1.)A 0.5 kg hockey puck moving at 35 m/s hits a straw bale, stopping in 1 s.
a) What impulse is delivered to the ball?
b) What force is exerted on the puck?
2.) A racing car with a mass of 1400 kg hits a slick spot and crashes head-on into a concrete wall at 50 m/s, coming to a halt in 0.8 s.
a) What is the change in momentum?
b) What is the impulse
c)What force is exerted on the car?
3.) An ambulance weighing 3000 kg comes racing to the rescue, hits the same slick spot, and then collides with a padded part of the wall at 50 m/s, coming to a halt in 2 s.
a) What is the change in momentum?
b) What is the impulse
c)What force is exerted on the ambulance?
d) How this answer differ from the problem above??
>>FORMULAS<<
P=w/t
P= energy/time
P=mad/t
P= Fd/t
help please!! :)
To solve these problems, we will use the formulas related to impulse, force, momentum, and energy. The formulas we will need are:
- Impulse (J): Impulse is defined as the change in momentum of an object and is given by the formula J = Δp = mΔv. Where J is impulse, Δp is the change in momentum, m is the mass of the object, and Δv is the change in velocity.
- Force (F): The force exerted on an object during a collision or interaction can be calculated using the formula F = mΔv / Δt, where F is the force, m is the mass, Δv is the change in velocity, and Δt is the time interval.
- Momentum (p): Momentum is the product of an object's mass and velocity and is calculated using the formula p = mv, where p is momentum, m is mass, and v is velocity.
- Power (P): Power is the rate at which work is done, or energy is transferred, and it is calculated using the formula P = W / t, where P is the power, W is the work done, and t is the time taken.
Now let's solve the given problems step-by-step:
1) Hockey Puck Problem:
a) To find the impulse delivered to the puck, we need to calculate the change in momentum. Given that the mass (m) of the puck is 0.5 kg and the initial velocity (v) is 35 m/s, the change in velocity (Δv) is 0 m/s since the puck stops. Therefore, the impulse (J) delivered to the puck is J = mΔv = (0.5 kg)(0 m/s) = 0 kg*m/s.
b) To find the force exerted on the puck, we can use the formula F = mΔv / Δt. Since the puck stops in 1 second, the time interval (Δt) is 1 second. Substituting the values, we get F = (0.5 kg)(0 m/s) / 1 s = 0 N. Therefore, the force exerted on the puck is 0 N.
2) Racing Car Problem:
a) To find the change in momentum, we multiply the mass (m) of the car (1400 kg) by the change in velocity (Δv). Given that the initial velocity (v) is 50 m/s and the car comes to a halt, the change in velocity is -50 m/s (negative sign indicates opposite direction). Therefore, the change in momentum (Δp) is Δp = mΔv = (1400 kg)(-50 m/s) = -70,000 kg*m/s.

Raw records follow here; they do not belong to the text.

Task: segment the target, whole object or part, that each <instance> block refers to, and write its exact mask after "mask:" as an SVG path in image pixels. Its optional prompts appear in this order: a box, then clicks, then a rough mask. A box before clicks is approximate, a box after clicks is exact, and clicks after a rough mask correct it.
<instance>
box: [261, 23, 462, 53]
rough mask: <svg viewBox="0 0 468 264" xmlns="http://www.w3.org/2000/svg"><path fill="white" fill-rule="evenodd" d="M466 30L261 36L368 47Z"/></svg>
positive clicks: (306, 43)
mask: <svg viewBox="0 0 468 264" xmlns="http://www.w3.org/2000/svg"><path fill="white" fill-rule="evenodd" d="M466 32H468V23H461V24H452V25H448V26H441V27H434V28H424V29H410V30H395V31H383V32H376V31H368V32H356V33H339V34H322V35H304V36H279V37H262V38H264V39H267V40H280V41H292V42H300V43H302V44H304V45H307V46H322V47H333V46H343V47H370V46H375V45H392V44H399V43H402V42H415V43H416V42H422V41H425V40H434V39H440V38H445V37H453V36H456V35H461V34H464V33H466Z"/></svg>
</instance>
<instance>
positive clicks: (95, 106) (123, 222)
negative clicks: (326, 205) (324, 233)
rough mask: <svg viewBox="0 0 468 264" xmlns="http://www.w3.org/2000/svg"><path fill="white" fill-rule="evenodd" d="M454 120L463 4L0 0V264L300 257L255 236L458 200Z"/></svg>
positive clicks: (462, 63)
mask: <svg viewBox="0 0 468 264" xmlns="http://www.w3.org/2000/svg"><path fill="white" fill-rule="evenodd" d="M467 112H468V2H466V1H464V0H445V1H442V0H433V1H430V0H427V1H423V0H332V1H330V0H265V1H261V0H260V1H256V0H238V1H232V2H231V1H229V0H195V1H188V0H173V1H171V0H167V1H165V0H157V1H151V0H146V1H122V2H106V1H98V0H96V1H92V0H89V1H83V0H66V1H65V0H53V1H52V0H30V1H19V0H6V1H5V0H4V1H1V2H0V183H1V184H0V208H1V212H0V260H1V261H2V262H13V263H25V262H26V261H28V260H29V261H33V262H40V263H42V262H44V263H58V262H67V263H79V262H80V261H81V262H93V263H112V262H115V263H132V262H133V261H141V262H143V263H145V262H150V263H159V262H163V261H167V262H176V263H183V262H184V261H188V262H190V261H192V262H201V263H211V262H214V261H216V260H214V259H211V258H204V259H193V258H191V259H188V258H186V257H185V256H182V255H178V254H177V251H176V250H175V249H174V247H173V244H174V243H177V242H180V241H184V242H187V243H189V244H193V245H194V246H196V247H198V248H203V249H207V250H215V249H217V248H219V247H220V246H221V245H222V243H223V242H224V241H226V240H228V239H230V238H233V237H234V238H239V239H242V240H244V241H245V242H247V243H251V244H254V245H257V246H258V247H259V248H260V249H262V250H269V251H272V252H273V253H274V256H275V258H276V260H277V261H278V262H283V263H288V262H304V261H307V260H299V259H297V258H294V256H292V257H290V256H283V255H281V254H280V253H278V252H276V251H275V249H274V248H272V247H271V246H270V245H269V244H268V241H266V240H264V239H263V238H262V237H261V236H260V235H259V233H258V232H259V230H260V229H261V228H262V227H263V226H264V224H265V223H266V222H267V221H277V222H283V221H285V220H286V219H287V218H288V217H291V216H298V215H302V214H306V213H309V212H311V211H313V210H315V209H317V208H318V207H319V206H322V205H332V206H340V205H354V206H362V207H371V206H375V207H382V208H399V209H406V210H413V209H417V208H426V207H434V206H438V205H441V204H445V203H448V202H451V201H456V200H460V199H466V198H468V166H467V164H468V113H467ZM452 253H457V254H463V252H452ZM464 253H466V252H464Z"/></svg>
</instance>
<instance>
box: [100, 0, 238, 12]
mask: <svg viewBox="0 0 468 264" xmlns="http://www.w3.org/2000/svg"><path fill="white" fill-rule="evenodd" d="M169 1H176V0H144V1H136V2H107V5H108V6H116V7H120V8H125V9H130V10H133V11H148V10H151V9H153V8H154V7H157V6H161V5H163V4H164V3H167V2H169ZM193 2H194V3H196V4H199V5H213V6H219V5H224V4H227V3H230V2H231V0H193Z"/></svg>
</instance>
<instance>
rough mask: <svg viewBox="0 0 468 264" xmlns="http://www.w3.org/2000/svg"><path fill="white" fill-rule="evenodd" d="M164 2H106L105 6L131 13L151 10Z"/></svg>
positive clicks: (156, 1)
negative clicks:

b) The impulse (J) is the same as the change in momentum. So, J = -70,000 kg*m/s.
c) To find the force exerted on the car, we can use the formula F = mΔv / Δt. Given that the time interval (Δt) is 0.8 seconds, substituting the values, we get F = (1400 kg)(-50 m/s) / 0.8 s = -87,500 N (negative sign indicates opposite direction). Therefore, the force exerted on the car is -87,500 N.
3) Ambulance Problem:
a) To find the change in momentum, we multiply the mass (m) of the ambulance (3000 kg) by the change in velocity (Δv). Given that the initial velocity (v) is 50 m/s and the ambulance comes to a halt, the change in velocity is -50 m/s. The change in momentum (Δp) is Δp = mΔv = (3000 kg)(-50 m/s) = -150,000 kg*m/s.
b) The impulse (J) is the same as the change in momentum. So, J = -150,000 kg*m/s.
c) To find the force exerted on the ambulance, we use the formula F = mΔv / Δt. Given that the time interval (Δt) is 2 seconds, substituting the values, we get F = (3000 kg)(-50 m/s) / 2 s = -75,000 N. Therefore, the force exerted on the ambulance is -75,000 N.
d) The answer in this problem differs from the racing car problem in terms of the force exerted on the ambulance (-75,000 N) compared to the force exerted on the car (-87,500 N). This difference can be explained by the difference in the time intervals (2 seconds for the ambulance and 0.8 seconds for the car) during which the velocity of the objects changes. A longer time interval spreads the change in momentum over a greater time period, resulting in a lesser force exerted.